The killing, according to reports, occurred at Kakau village, about 200 metres away from the Kaduna Toll gate. Reports indicated that he was driving from Abuja and was just a kilometer to Kaduna metropolis when the deceased was shot at the neck by the kidnappers. In fact, villagers said when they heard gunshots, they quickly alerted the police who were just a stone throw away.
But the gunmen disappeared into the nearby forest before the police arrived. Rather than abate, the criminals are getting bolder by the day and commuters are devising ways to beat them to stay alive. According to reports, high profile politicians and public office holders, including senators and House of Representatives members, now patronise the Kaduna-Abuja train. However, the rush has over stretched the coaches and motorists now abandon their posh cars and follow commercial transports. Blueprint Weekend’s investigations show that luxury car owners discovered that they are easy targets of kidnappers so they rather prefer to use public transport like every ‘ordinary’ Nigerian as a cover– up for security reason.
They are prepared to endure the hardships that ordinary Nigerians go through daily in public transport on Nigerian roads. That is not all, many of them wear rag-tag clothes as they disguise as a poor travelers. This trend appears to be paying off though, but reports also indicate that kidnappers have equally discovered this latest trick and have therefore, devised a thorough scrutiny of all travellers in public transport as a way of discovering undercover ‘big fi shes’. Mallam Inuwa Abdul, a driver who often plies the Abuja-Kaduna Expressway while narrating this latest twist to Blueprint Weekend said in the month of August alone, his vehicle was waved down by kidnappers in military uniform twice between Jere town and Kaduna.
He said while the men copiously surveyed the passengers, everyone was wondering what they wanted since their mode of search was not synonymous with the usual checks carried out by genuine military personnel on the roads. According to him, one of the kidnappers asked a passenger where he works. He further said that they even asked another to surrender his mobile phone which the man did, while they scrolled through probably in search of bank transactions.
The commercial driver said it was their way of identifying rich people hiding among indigent members of the society to travel. The kidnapping attempt, according to him, was foiled by an incoming military vehicle which forced the abductors or fake soldiers to scamper into the bush with the man’s phone. Recently, a senior management staff of an Abuja-based newspaper who preferred to be anonymous also had a similar experience. In his own case, even though he is not fortunate to have the look of someone with a ‘deep pocket’, he said the kidnappers who stopped the vehicle in which he travelled, looked at him with serious suspicion.

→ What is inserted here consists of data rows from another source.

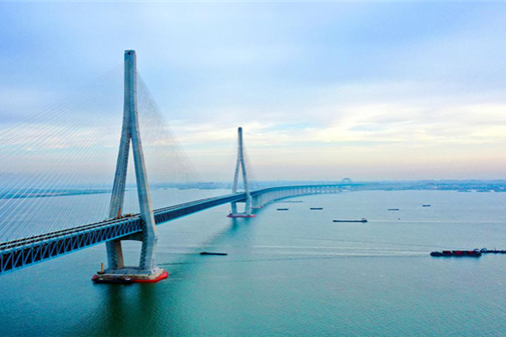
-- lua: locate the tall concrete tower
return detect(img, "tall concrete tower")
[104,50,167,281]
[228,127,255,218]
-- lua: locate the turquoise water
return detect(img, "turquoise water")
[0,191,506,336]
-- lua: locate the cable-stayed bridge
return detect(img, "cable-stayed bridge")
[0,50,351,282]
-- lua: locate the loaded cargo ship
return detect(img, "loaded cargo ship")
[430,249,481,257]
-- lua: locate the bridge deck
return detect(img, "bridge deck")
[0,185,348,275]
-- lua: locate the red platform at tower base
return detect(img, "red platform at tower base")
[227,214,256,218]
[91,268,169,284]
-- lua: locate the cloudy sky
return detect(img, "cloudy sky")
[0,2,506,180]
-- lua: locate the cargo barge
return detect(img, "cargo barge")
[333,218,367,222]
[430,249,481,257]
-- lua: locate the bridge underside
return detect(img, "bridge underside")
[0,184,349,275]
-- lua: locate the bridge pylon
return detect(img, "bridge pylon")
[99,50,168,282]
[228,127,255,218]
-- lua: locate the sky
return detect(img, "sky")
[0,1,506,181]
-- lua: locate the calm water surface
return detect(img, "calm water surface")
[0,191,506,336]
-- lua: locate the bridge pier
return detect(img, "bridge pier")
[93,50,168,282]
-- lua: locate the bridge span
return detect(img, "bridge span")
[0,183,350,275]
[0,50,351,282]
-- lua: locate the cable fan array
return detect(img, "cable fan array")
[0,66,202,242]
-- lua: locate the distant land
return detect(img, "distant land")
[0,179,506,199]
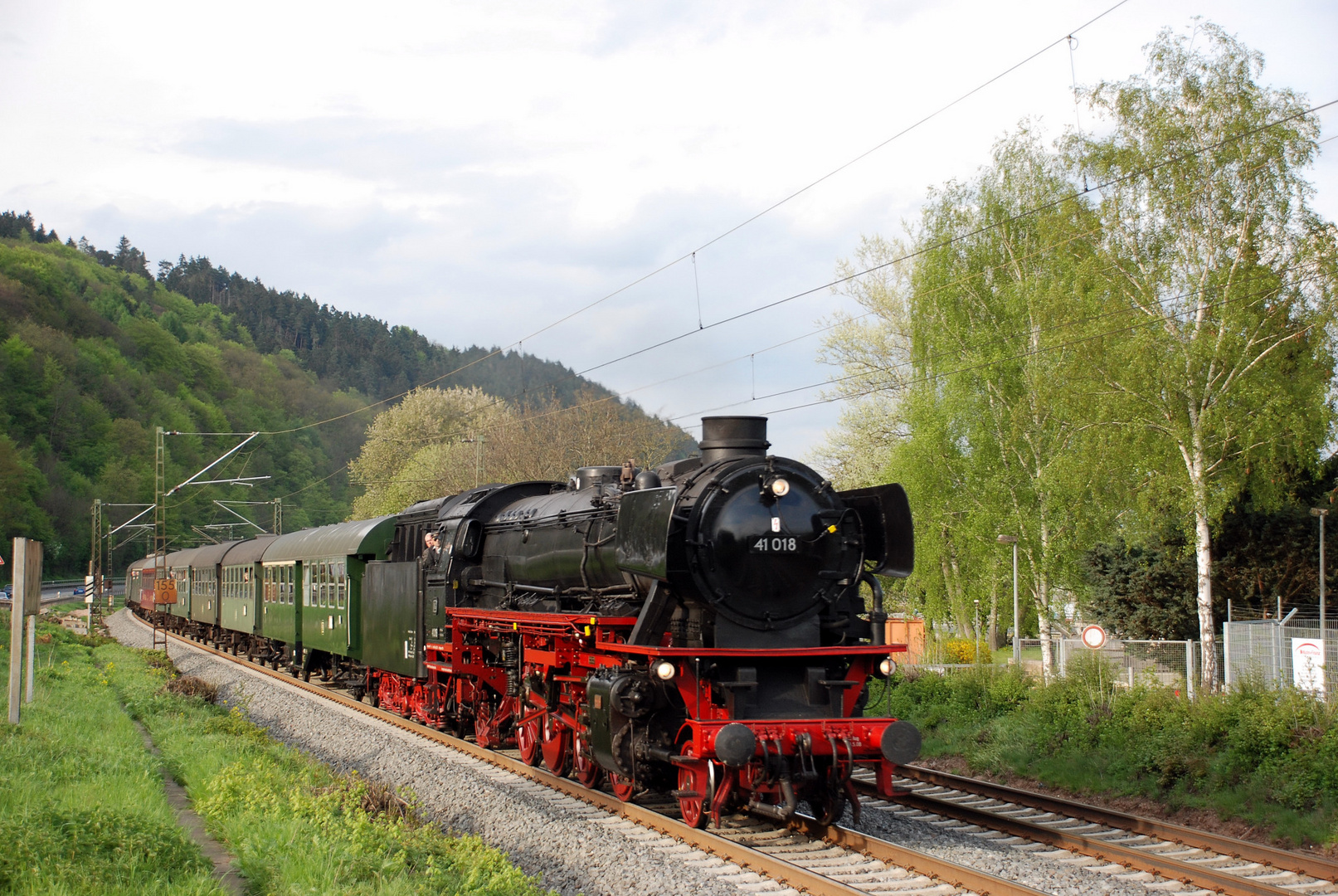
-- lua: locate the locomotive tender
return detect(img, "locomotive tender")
[127,417,921,825]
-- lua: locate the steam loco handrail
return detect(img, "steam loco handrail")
[600,640,908,656]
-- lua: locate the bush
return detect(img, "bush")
[868,663,1338,844]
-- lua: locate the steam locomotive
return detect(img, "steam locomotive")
[127,417,921,825]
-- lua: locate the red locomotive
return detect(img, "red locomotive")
[363,417,921,825]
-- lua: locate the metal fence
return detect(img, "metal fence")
[1222,619,1338,693]
[1022,638,1223,697]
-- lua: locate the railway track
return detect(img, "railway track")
[123,616,1045,896]
[855,767,1338,896]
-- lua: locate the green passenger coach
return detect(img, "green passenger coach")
[262,516,395,678]
[218,535,275,656]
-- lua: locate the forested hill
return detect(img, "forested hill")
[0,212,669,583]
[158,256,586,404]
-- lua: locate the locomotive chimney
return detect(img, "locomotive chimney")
[700,417,771,467]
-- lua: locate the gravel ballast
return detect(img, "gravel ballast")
[107,610,795,896]
[107,611,1160,896]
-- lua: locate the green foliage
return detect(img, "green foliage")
[158,256,640,414]
[0,230,690,581]
[98,646,544,896]
[821,22,1338,665]
[0,612,222,896]
[866,665,1338,845]
[0,614,544,896]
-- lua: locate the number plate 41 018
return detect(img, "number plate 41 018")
[749,535,799,553]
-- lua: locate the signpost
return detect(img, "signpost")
[9,538,41,725]
[1292,638,1325,697]
[1083,626,1105,650]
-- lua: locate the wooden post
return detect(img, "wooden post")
[22,616,37,704]
[9,564,24,725]
[9,538,41,725]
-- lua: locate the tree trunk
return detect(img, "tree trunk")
[990,577,1000,652]
[1035,610,1054,680]
[1185,511,1218,694]
[1185,436,1218,694]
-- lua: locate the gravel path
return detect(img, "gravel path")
[107,611,1150,896]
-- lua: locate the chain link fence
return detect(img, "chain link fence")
[1222,618,1338,694]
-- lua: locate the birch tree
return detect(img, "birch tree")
[825,129,1097,670]
[1069,22,1336,689]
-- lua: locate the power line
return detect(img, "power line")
[264,97,1338,498]
[332,98,1338,451]
[754,275,1319,419]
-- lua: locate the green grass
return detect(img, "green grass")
[0,614,544,896]
[867,656,1338,846]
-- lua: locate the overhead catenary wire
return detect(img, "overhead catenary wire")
[334,100,1338,460]
[360,261,1312,485]
[356,100,1338,441]
[252,98,1338,494]
[300,131,1316,485]
[345,275,1318,485]
[246,0,1129,435]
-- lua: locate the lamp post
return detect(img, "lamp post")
[998,535,1022,671]
[1310,507,1329,693]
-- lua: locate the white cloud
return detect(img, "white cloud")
[0,0,1338,453]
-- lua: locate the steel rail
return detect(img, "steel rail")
[897,765,1338,880]
[855,778,1321,896]
[127,611,1044,896]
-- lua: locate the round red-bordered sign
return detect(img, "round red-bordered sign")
[1083,626,1105,650]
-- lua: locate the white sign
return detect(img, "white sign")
[1292,638,1325,694]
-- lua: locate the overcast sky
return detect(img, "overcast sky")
[0,0,1338,456]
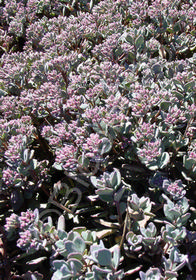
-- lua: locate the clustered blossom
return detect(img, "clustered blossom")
[19,210,35,229]
[55,144,77,170]
[138,139,161,164]
[4,213,20,232]
[188,142,196,160]
[162,179,186,200]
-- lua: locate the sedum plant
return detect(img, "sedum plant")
[0,0,196,280]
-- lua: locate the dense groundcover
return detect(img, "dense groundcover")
[0,0,196,280]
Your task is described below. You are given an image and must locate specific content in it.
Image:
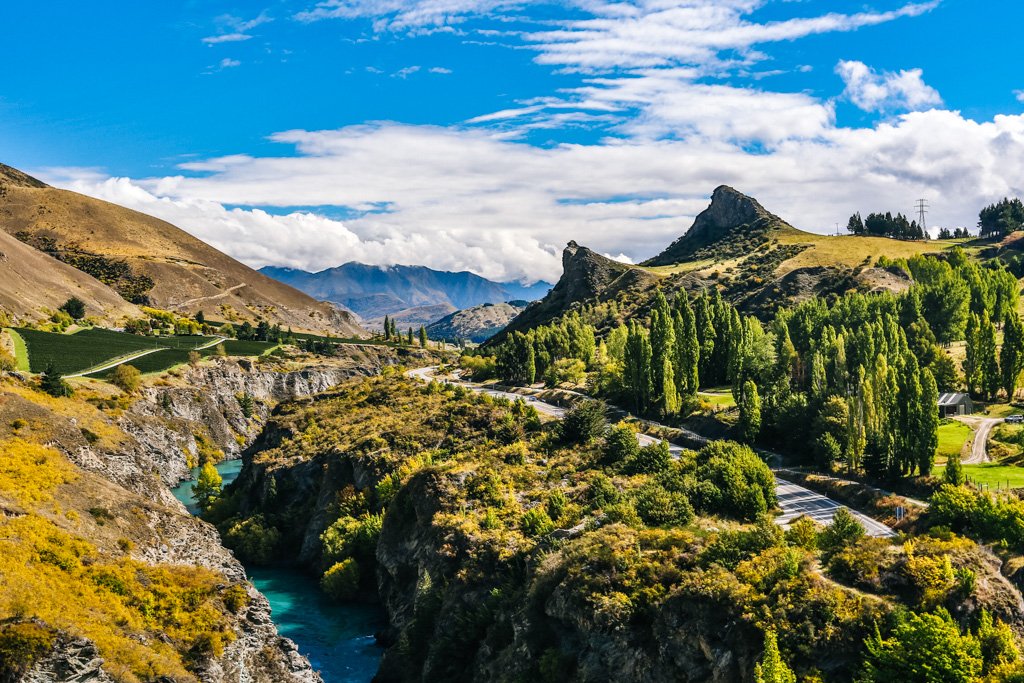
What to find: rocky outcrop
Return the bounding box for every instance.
[48,346,407,506]
[644,185,786,265]
[487,242,657,344]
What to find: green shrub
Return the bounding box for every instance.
[625,441,672,474]
[519,506,555,537]
[633,482,693,526]
[321,557,359,600]
[224,515,281,564]
[693,441,776,521]
[110,364,142,393]
[0,622,55,681]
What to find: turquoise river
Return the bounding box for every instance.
[172,460,385,683]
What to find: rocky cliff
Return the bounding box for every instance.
[488,242,658,344]
[644,185,788,265]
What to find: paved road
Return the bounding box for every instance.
[962,418,1002,465]
[407,368,895,538]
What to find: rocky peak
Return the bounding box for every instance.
[644,185,784,265]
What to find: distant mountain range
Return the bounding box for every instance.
[0,164,364,336]
[260,262,551,328]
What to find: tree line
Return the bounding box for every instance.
[481,249,1024,478]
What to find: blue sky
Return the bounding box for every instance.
[0,0,1024,280]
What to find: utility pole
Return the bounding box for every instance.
[914,200,928,236]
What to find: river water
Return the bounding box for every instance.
[171,460,385,683]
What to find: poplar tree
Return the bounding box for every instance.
[624,321,652,414]
[999,311,1024,401]
[964,313,981,394]
[673,294,700,396]
[739,380,761,443]
[978,311,1000,399]
[916,368,939,476]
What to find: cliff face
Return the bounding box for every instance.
[644,185,785,265]
[487,242,657,344]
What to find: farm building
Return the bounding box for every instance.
[939,392,974,418]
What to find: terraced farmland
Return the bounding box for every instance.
[14,328,215,375]
[86,339,276,379]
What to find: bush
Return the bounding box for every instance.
[561,400,606,443]
[60,297,85,321]
[224,515,281,564]
[39,365,75,397]
[519,506,555,537]
[693,441,776,521]
[818,508,865,557]
[0,622,55,681]
[111,364,142,393]
[604,422,640,465]
[321,557,359,600]
[633,482,693,526]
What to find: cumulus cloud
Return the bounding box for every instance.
[836,60,942,112]
[51,110,1024,280]
[203,11,273,45]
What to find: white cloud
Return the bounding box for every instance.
[836,60,942,112]
[203,11,273,45]
[391,67,420,78]
[52,110,1024,280]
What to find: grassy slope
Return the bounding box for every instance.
[0,176,361,335]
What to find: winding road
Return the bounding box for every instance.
[961,418,1002,465]
[406,367,895,538]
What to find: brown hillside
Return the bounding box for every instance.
[0,231,142,325]
[0,167,362,336]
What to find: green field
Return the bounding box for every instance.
[16,328,215,375]
[86,339,278,380]
[954,463,1024,489]
[8,330,29,372]
[935,420,974,460]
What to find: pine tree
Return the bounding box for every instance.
[739,380,761,443]
[999,311,1024,401]
[658,357,679,418]
[754,629,797,683]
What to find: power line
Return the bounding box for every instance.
[914,200,929,232]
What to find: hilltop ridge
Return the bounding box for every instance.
[0,165,362,336]
[643,185,796,266]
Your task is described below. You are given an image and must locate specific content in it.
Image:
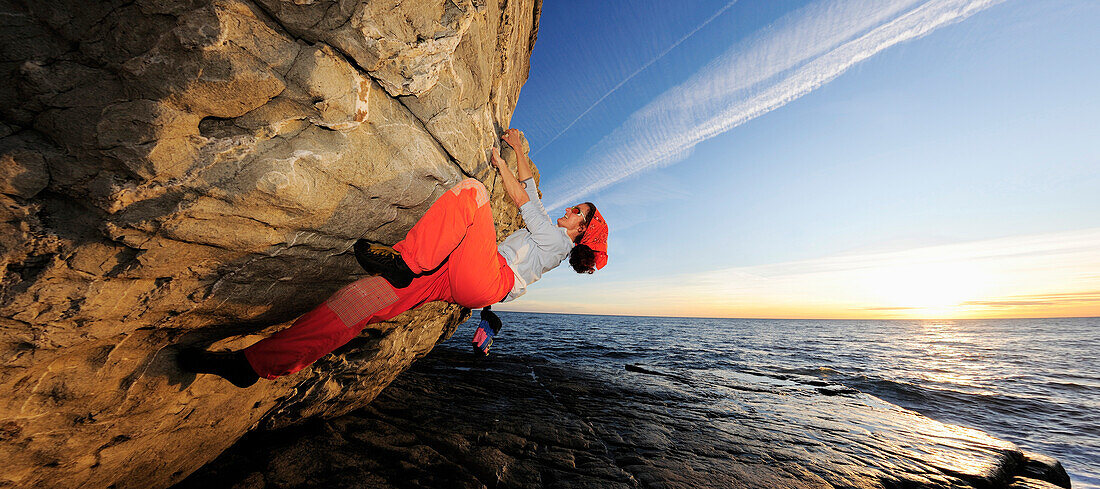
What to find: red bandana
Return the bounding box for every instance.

However, he said after telling the kidnappers that he was a retired teacher, who was just travelling to collect his pension, he was allowed to go. However, the police are not resting on their oars. MrMoshood Jimoh, the Force Public Relations Offi cer, in a chat with our correspondent, advised Nigerians that “Security is everybody’s business since it involves securing lives.
As far as this latest twist in kidnapping is concerned, there is nothing short of alertness, but the police is equal to the task”. In spite of the heavy deployment of police men, the joint military patrol, the visit of the Inspector General of Police, Alhaji Ibrahim Idris to Rijana and a similar visit by retired General AbduRahman Dambazzau, the Minister of Interior, including the redeployment of all policemen that were previous serving along Kaduna-Abuja road, the 200 kilometre express way remains one of the most dangerous in the country. Incidentally, it’s the major road to both the North West and North East geopolitical zones.